霍蔚然不自覺穩住坐姿,忽然覺得在這坐幾個小時,已經是件很輕鬆的事。

“他用了一個月時間,就能流利的說話,普通話還特彆標準,我當時在外事局,都聽不出一點問題。”周鬱隨手撓撓臉側。

“還有嗎?”霍蔚然想知道更多。

“我又沒在他身上安監視器,我哪知道那麼多。
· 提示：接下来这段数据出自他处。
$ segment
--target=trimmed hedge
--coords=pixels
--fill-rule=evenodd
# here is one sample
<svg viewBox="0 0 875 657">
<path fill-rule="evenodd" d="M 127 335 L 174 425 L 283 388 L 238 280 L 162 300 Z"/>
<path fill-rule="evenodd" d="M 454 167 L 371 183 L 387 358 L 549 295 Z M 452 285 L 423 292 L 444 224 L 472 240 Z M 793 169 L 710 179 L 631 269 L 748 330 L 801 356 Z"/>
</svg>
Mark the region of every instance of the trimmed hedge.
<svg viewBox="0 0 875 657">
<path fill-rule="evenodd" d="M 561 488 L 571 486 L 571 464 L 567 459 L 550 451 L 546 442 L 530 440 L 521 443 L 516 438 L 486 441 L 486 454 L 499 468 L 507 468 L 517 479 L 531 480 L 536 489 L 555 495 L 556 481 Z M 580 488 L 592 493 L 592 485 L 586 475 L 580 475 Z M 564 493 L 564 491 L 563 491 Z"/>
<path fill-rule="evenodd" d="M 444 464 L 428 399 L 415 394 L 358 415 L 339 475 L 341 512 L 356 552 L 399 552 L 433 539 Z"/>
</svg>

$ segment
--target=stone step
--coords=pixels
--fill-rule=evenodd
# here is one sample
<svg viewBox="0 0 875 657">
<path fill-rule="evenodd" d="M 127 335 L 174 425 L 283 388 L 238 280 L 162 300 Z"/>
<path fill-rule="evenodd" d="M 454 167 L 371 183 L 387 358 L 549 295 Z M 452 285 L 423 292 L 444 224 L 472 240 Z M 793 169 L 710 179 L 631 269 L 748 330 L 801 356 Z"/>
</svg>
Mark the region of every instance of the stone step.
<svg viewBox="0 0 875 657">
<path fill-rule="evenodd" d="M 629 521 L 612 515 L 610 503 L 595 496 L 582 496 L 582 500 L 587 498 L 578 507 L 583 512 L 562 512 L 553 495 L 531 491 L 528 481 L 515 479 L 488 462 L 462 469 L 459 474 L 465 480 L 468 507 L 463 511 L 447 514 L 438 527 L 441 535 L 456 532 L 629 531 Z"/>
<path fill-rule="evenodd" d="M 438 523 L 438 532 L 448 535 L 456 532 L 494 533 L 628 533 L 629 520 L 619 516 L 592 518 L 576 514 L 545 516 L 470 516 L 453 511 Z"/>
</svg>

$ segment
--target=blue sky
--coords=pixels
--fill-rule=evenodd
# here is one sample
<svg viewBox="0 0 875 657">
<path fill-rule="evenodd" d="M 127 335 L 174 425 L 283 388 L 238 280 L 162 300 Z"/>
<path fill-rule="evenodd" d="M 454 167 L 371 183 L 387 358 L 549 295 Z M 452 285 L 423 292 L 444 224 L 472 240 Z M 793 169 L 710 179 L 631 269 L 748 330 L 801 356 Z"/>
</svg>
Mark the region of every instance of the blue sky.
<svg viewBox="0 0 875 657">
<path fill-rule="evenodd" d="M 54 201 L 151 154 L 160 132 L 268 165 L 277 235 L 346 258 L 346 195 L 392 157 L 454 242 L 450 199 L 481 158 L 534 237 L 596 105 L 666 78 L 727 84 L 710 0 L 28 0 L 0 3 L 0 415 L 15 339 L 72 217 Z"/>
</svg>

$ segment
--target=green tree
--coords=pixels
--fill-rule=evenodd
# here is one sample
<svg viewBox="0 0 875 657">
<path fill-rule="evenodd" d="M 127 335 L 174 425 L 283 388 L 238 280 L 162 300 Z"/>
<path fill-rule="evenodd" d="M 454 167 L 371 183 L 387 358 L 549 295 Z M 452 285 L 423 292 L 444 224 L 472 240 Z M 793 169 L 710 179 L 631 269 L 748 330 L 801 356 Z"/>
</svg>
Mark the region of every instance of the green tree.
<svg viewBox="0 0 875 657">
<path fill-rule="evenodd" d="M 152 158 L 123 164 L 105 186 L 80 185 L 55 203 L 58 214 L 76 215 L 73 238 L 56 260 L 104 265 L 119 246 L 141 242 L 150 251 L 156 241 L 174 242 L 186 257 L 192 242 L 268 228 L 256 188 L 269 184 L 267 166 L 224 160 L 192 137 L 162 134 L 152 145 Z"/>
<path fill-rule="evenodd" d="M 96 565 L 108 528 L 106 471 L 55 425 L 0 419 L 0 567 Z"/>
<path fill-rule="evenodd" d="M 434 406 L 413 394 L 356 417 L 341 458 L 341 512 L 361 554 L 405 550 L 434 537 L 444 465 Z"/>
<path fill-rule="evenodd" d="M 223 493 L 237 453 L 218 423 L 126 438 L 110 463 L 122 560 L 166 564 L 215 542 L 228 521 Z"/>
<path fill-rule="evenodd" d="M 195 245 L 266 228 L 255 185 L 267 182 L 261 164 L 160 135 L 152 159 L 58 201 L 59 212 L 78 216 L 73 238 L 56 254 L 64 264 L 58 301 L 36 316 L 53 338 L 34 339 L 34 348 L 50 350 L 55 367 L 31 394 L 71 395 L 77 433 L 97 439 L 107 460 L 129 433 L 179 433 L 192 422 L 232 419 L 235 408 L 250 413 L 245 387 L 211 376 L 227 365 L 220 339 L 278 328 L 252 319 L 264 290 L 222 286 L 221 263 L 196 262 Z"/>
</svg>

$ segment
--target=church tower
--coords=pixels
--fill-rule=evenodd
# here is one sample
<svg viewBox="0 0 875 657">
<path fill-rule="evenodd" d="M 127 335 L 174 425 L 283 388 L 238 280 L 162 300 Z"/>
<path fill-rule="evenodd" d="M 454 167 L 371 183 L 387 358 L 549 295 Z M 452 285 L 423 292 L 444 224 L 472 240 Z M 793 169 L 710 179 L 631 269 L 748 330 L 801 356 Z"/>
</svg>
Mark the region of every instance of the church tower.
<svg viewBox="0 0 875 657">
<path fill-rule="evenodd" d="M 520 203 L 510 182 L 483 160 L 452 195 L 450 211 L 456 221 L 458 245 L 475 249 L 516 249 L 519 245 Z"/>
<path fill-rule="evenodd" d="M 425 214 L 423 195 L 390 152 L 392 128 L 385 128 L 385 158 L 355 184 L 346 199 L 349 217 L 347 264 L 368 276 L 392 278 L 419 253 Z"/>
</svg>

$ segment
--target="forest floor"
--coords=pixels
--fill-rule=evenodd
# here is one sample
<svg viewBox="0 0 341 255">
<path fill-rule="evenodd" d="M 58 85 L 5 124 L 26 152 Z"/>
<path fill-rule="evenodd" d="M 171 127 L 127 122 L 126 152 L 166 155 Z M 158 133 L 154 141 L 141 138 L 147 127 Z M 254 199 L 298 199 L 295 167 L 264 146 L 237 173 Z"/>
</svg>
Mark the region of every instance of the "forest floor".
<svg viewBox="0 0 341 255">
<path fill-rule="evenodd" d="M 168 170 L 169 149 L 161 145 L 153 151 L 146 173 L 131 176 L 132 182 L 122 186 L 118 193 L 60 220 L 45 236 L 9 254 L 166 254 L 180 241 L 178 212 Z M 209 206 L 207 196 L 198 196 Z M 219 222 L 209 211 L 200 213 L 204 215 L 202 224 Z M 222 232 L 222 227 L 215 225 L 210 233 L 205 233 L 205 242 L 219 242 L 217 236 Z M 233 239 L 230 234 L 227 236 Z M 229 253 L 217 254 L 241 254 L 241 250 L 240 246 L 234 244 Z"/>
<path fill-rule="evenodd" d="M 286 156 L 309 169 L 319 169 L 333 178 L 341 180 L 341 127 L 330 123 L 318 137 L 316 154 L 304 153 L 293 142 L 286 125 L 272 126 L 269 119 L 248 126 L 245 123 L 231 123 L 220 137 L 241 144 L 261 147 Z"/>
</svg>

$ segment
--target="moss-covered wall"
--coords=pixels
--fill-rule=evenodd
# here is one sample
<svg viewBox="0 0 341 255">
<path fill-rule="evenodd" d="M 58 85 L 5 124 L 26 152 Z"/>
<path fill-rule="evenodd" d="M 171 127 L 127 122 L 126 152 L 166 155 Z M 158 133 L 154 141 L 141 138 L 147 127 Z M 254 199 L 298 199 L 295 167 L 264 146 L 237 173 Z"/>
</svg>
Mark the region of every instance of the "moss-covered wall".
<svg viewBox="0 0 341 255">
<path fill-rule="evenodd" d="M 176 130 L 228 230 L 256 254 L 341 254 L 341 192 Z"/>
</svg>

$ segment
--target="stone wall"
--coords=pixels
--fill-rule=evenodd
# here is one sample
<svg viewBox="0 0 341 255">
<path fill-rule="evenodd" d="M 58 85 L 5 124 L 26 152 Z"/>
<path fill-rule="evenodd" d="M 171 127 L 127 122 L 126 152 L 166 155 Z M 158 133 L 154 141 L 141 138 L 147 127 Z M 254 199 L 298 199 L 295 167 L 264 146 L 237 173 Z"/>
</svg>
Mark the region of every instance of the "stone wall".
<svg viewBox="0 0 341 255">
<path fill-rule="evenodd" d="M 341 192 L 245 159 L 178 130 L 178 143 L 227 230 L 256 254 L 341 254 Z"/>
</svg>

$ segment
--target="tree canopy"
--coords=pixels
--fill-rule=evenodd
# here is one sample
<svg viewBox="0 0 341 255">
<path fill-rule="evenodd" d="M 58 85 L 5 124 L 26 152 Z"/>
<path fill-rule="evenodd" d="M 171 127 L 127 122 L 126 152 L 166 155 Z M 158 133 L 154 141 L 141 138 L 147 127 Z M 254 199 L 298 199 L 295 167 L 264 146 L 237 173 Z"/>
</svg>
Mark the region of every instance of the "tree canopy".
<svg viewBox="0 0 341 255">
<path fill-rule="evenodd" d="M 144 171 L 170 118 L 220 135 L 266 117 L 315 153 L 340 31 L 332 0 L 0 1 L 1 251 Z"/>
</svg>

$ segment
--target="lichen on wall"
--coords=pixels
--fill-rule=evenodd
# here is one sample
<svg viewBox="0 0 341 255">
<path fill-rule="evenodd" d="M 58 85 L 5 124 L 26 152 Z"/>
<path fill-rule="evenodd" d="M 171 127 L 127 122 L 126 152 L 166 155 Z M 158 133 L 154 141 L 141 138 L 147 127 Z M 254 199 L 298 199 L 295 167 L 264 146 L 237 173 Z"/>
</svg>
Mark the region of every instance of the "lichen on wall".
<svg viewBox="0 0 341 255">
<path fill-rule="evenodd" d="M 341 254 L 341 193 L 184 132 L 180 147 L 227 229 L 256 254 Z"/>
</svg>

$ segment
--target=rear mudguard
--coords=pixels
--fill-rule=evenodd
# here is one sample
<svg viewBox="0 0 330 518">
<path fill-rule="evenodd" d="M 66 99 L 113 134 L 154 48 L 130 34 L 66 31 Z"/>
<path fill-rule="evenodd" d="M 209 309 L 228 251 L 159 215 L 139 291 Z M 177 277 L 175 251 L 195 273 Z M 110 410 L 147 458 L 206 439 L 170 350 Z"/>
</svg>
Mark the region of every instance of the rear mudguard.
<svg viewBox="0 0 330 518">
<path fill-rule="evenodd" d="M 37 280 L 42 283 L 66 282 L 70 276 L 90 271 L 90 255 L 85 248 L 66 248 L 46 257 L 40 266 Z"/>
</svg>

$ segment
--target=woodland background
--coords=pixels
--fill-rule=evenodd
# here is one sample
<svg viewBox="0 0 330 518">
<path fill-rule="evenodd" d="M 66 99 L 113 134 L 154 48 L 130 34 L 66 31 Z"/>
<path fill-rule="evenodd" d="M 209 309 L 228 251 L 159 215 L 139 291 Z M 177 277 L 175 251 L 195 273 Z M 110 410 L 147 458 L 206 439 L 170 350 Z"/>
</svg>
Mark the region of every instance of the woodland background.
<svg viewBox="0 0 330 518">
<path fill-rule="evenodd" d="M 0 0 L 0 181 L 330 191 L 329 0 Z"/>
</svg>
”周鬱有些無語的看霍蔚然一眼,“你想知道,你自己去問唄。”

周鬱話未說完,霍蔚然神色忽的一凜,示意周鬱看窗外。

一穿著樸素的中年男人從院外走進來,戴著頂洗的快發白的帽子,渾身上下一套衣服,打眼看不超過兩百塊。

如果不仔細看,八成會以為這是來辦公樓裡上班的保安或是清潔員。

“第三個。”

周鬱拿起本子快速畫下一筆,手指在方向盤上忍不住的輕敲,眼中的興奮都快要抑製不住。

霍蔚然注視著中年男人的背影,不得不說,這一身打扮絲毫看不出幾十億的身價,還有那惡劣的嗜好。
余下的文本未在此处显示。